In the ceiling of the Sala del Maggior Consiglio in the Doge’s Palace in Venice, there is a stupendous painting by Tintoretto depicting the hard-fought battle with the Milanese.

Lake Garda

The Gardesan olive tree

But let us return to the mainland and to the present time, finding the olive grove through which our walk winds. This is in all probability one of the oldest settlements on Lake Garda.
Always present in the Lake Garda area, the olive tree began to play a key role in the 7th century A.D., as testified by an edict of 643 that applied fines to those caught damaging olive trees in the villages around Lake Garda.

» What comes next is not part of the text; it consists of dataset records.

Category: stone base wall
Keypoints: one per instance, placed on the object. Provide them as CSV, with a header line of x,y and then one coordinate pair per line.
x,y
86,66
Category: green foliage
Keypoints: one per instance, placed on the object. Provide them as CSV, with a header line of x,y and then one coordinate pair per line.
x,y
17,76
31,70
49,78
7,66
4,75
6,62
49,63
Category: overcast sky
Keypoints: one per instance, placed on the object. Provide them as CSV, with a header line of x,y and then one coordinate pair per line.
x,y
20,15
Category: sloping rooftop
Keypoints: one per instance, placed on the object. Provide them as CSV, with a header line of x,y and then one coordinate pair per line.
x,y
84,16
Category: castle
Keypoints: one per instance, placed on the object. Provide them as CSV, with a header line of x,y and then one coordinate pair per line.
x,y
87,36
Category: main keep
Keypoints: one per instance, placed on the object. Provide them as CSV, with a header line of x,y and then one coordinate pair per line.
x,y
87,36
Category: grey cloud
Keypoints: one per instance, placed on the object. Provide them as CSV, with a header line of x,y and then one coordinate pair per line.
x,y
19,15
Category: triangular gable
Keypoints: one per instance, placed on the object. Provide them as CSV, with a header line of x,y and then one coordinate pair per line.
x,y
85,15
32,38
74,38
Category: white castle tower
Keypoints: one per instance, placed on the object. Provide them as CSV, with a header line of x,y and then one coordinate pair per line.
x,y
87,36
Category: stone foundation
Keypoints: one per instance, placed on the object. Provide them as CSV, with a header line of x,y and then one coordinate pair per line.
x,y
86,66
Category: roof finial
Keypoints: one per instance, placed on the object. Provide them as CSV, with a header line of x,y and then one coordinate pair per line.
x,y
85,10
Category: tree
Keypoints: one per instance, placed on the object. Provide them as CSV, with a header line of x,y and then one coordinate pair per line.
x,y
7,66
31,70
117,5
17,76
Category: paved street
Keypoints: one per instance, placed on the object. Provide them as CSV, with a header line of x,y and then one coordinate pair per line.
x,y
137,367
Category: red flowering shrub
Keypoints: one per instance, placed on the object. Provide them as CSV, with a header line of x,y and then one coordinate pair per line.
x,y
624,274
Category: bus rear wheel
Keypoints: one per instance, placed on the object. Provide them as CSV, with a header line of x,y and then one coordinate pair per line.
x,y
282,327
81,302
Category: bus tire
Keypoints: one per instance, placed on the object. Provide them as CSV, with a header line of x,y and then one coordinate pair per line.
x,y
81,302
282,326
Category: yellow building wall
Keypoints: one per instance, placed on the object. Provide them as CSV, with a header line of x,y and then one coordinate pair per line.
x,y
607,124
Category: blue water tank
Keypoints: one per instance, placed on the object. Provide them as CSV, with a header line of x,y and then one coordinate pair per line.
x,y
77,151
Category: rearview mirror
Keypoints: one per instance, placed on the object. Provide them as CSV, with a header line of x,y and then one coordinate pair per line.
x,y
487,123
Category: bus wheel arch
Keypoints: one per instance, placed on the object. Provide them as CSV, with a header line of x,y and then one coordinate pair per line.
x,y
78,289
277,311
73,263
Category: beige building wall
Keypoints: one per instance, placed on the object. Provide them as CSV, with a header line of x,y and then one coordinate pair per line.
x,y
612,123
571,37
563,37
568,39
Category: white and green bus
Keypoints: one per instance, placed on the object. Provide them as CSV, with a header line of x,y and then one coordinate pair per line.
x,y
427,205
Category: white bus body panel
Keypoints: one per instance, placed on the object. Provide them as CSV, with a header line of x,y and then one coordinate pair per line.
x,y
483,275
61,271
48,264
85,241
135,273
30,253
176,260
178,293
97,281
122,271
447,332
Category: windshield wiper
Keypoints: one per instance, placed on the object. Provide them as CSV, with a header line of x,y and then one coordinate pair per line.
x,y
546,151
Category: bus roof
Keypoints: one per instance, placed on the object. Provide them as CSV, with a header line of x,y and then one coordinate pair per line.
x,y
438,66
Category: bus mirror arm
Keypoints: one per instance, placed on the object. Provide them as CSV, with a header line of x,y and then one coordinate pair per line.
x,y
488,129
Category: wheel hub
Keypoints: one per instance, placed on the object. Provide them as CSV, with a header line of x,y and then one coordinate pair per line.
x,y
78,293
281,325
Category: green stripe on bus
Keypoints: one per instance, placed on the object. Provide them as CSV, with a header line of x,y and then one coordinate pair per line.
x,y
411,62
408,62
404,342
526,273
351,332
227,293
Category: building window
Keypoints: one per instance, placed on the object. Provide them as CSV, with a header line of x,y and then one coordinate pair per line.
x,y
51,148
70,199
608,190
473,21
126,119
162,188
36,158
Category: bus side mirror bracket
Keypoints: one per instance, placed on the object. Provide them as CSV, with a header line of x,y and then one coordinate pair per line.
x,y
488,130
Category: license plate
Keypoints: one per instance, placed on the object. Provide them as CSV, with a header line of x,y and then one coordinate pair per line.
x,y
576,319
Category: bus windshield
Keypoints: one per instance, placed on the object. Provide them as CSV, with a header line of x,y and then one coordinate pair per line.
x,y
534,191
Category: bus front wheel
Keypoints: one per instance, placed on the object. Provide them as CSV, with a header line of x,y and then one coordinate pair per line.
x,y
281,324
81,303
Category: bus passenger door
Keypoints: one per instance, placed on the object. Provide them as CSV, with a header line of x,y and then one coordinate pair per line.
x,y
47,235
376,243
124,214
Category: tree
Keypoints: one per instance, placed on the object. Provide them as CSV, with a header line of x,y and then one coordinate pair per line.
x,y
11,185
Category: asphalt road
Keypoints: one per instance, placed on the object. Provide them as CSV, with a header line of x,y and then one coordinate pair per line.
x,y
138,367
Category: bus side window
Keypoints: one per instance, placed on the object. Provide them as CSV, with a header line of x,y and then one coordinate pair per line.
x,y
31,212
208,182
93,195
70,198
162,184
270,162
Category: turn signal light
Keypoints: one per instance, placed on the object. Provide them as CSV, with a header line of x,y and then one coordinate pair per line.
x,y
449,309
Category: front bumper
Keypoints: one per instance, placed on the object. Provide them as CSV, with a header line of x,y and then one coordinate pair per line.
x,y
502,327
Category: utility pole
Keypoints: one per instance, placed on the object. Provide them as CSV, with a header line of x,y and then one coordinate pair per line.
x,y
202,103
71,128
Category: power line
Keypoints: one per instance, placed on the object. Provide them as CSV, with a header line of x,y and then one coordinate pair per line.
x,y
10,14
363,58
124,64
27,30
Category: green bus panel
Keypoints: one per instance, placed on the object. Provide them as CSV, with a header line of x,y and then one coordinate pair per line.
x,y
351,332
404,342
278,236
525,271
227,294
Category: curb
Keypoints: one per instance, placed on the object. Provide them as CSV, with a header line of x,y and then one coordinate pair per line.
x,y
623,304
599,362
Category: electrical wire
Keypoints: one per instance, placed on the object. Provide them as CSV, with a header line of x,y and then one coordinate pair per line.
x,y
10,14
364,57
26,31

The spread in the Middle Ages

It was the great monasteries of the early Middle Ages that spread its cultivation. They needed oil supplies to light the churches and perform the sacred rites, but not enough oil was coming from the Mediterranean area. So they began to plant olive trees wherever the plant had some hope of success. In the area of Lake Garda, the olive tree found the ideal climate.
‘Garda deputavit ad olium’ or ‘Garda is destined to produce oil’. So stated Wala, the abbot of the powerful monastery of St Columba in Bobbio, in 835. This can be considered the starting date of olive growing on the Lake Garda Riviera. The shores of the lake became covered with thicker and thicker olive groves and oil mills spread almost everywhere.
Already in the Middle Ages, Garda oil stood out for its high quality and high economic value compared to oils of other origins and was used with excellent results both in food and medicine. Food use was for the few, since in the early Middle Ages ‘4-6 kg of Garda oil was worth as much as a very large pig’.

Olive trees in Torbole

The Imprint on the landscape

During the Renaissance, the work of man contributed to outlining the characteristic features of the agricultural landscape and of Lake Garda in general. In this period, the slopes began to be redesigned with elaborate arrangements, which became true ‘terraced’ constructions overlooking the lake, suitable for the cultivation of olive groves and so typical that the area became famous, so much so that it was called the ‘Riviera degli Ulivi’ in 1968. The olive tree still characterises a large part of the Garda landscape.

The Garda olive oil

From Dürer to Goethe, from Rilke to D’Annunzio, artists and poets were enchanted and celebrated the precious product of the olive tree. A parchment dating back to 1106 preserved in the municipal archives of Riva del Garda explains its cultivation methods. From it we learn that olive oil was also used to pay for indulgences!
Garda extra virgin olive oil has acquired the European PDO mark, the protected designation of origin. It is an oil characterised by fruity tones of golden apple, meadow grass, freshly mown hay, almond and hazelnut. The colour varies from green to yellow, depending on the season.